For a time there was evidence of some misunderstandings about group work and its relationship to class teaching, but these have now largely disappeared. A much more widespread misunderstanding, and one not confined to New Zealand, concerns methods developed by teachers and inspectors to approach syllabus topics through both children's interests and, wherever possible, their first-hand experience. Out of these methods have come such things as the classroom shop and post office, the class magazine or wall newspaper, the nature-study table, the individual or group project, the class visit to a farm, or a factory, or to the museum, and letters to business firms asking for information. They are all aimed at giving some sense of reality and purpose to school work, of quickening children's interest in it, and of giving them a measure of responsibility.

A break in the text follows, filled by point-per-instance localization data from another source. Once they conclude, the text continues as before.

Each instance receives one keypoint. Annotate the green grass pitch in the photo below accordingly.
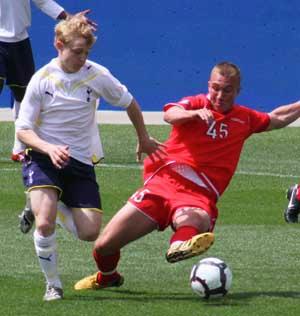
(251, 236)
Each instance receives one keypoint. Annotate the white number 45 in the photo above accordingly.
(214, 133)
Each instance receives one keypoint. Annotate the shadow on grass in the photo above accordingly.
(144, 296)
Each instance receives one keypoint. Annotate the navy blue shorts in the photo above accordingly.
(16, 63)
(76, 182)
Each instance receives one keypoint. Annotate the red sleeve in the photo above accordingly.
(259, 121)
(189, 103)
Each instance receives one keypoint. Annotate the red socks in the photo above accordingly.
(184, 233)
(107, 266)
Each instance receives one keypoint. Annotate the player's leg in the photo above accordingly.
(19, 72)
(291, 213)
(191, 236)
(26, 218)
(44, 205)
(81, 195)
(43, 183)
(126, 226)
(3, 64)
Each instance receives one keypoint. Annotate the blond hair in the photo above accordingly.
(228, 70)
(76, 26)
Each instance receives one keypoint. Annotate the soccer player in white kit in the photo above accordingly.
(16, 58)
(57, 120)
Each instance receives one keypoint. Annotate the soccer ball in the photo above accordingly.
(211, 277)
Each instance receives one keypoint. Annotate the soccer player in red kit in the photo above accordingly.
(182, 188)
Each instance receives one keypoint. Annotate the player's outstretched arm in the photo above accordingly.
(146, 144)
(284, 115)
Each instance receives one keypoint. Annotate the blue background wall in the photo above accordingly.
(163, 50)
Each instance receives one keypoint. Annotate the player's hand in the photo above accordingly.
(59, 155)
(205, 115)
(151, 147)
(84, 13)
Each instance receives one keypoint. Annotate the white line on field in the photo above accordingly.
(133, 166)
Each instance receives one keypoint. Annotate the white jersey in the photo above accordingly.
(61, 107)
(15, 17)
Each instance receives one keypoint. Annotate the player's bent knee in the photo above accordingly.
(88, 235)
(190, 216)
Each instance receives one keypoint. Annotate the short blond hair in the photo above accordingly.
(76, 26)
(229, 70)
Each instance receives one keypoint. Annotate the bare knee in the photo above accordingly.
(191, 216)
(45, 227)
(104, 246)
(90, 234)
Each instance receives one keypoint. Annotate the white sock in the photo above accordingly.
(45, 248)
(65, 218)
(16, 109)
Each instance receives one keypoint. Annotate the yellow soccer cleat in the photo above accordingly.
(91, 283)
(190, 248)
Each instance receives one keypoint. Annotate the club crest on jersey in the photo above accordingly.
(88, 91)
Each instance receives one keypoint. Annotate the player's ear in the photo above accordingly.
(58, 44)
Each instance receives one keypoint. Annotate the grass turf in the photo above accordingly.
(251, 237)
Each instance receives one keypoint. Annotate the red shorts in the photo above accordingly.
(167, 192)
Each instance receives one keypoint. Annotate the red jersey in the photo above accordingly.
(212, 151)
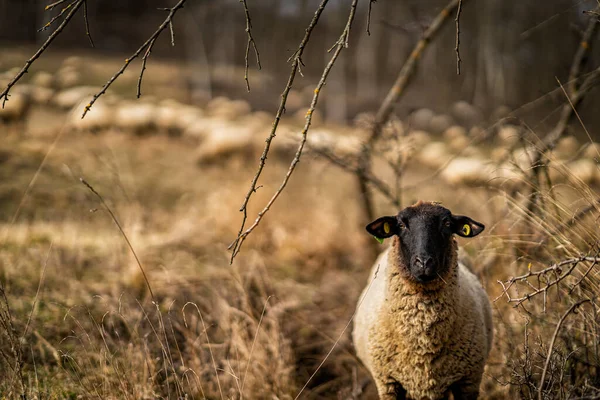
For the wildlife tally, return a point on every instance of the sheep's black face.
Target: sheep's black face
(425, 231)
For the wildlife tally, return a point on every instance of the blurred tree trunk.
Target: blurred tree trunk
(199, 79)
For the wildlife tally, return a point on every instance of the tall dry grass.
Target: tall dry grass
(81, 322)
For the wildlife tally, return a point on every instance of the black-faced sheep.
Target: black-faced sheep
(423, 326)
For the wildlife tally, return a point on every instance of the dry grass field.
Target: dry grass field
(80, 321)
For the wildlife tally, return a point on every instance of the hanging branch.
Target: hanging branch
(457, 49)
(87, 24)
(340, 44)
(56, 17)
(369, 17)
(296, 60)
(572, 309)
(59, 29)
(250, 42)
(146, 55)
(386, 108)
(146, 46)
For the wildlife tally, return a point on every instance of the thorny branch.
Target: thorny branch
(341, 43)
(350, 166)
(572, 309)
(387, 107)
(369, 17)
(546, 278)
(56, 17)
(146, 55)
(457, 49)
(59, 29)
(296, 59)
(574, 96)
(250, 42)
(146, 46)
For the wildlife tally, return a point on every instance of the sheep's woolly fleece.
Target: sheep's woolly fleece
(424, 340)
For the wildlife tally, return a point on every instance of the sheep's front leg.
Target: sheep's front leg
(390, 389)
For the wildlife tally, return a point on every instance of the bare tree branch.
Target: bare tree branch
(369, 17)
(574, 96)
(457, 49)
(341, 43)
(64, 10)
(296, 60)
(396, 91)
(350, 166)
(24, 70)
(250, 42)
(555, 270)
(87, 24)
(551, 346)
(146, 45)
(55, 4)
(146, 55)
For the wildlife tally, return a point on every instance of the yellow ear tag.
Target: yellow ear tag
(466, 229)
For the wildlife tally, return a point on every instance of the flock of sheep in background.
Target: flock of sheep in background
(451, 143)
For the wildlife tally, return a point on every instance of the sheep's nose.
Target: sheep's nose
(424, 268)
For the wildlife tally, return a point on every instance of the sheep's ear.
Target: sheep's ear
(383, 227)
(466, 227)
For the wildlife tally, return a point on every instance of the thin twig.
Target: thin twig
(582, 50)
(351, 167)
(56, 17)
(456, 49)
(553, 269)
(574, 96)
(87, 25)
(340, 45)
(250, 42)
(116, 221)
(155, 35)
(51, 6)
(146, 55)
(296, 59)
(37, 293)
(551, 347)
(369, 17)
(394, 94)
(262, 314)
(212, 357)
(340, 335)
(38, 53)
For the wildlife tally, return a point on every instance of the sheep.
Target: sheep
(423, 325)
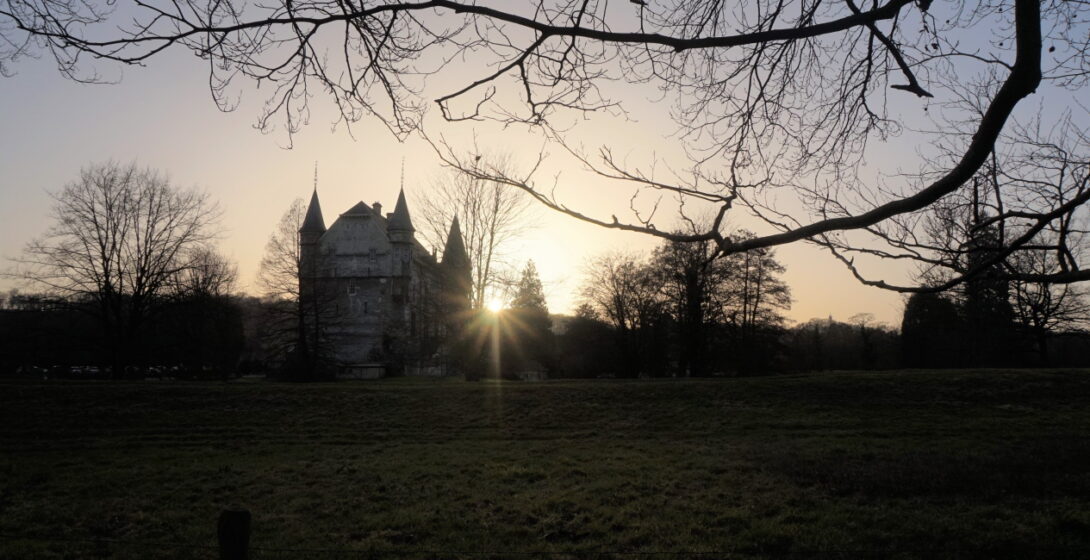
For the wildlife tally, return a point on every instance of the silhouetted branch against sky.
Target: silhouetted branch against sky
(776, 102)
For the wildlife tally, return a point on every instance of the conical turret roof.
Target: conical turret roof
(400, 219)
(455, 253)
(314, 222)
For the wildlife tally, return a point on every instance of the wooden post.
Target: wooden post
(233, 531)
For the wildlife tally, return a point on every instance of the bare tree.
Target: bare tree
(278, 275)
(628, 292)
(491, 215)
(206, 274)
(776, 101)
(121, 236)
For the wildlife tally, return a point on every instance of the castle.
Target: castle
(379, 300)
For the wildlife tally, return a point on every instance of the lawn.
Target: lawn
(906, 464)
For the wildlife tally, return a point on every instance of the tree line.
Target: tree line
(126, 282)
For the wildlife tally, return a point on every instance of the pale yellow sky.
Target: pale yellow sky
(162, 117)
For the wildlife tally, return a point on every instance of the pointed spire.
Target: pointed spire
(453, 254)
(314, 222)
(400, 219)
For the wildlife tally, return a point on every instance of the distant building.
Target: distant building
(382, 301)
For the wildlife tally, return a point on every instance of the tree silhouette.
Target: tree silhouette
(121, 238)
(775, 104)
(491, 215)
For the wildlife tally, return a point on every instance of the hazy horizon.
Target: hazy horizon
(162, 117)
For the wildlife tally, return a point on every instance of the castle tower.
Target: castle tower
(310, 233)
(457, 272)
(400, 231)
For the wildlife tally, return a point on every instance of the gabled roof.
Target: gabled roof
(400, 219)
(313, 221)
(361, 208)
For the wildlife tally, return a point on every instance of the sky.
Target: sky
(164, 117)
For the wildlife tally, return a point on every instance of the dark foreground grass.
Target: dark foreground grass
(915, 464)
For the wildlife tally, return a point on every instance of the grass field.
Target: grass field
(913, 464)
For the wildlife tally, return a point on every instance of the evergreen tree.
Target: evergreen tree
(528, 326)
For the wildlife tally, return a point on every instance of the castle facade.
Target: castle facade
(378, 300)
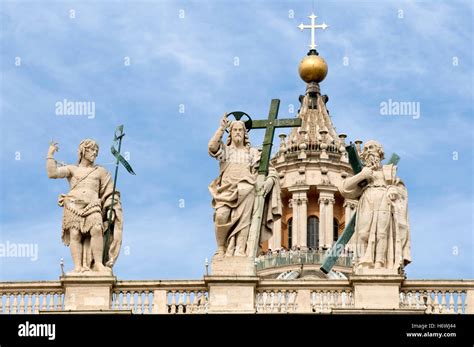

Such methods referred to variously as “activity methods” or “the play way” have at times been strongly criticised on the grounds that they tend to dilute the intellectual side of school work. There is little evidence to support this view. Activity work of the kind mentioned needs very careful and methodical planning. Admittedly it is not always successful, but schools with “activity programmes” that are carried out successfully almost always have a high standard of work in the three R's.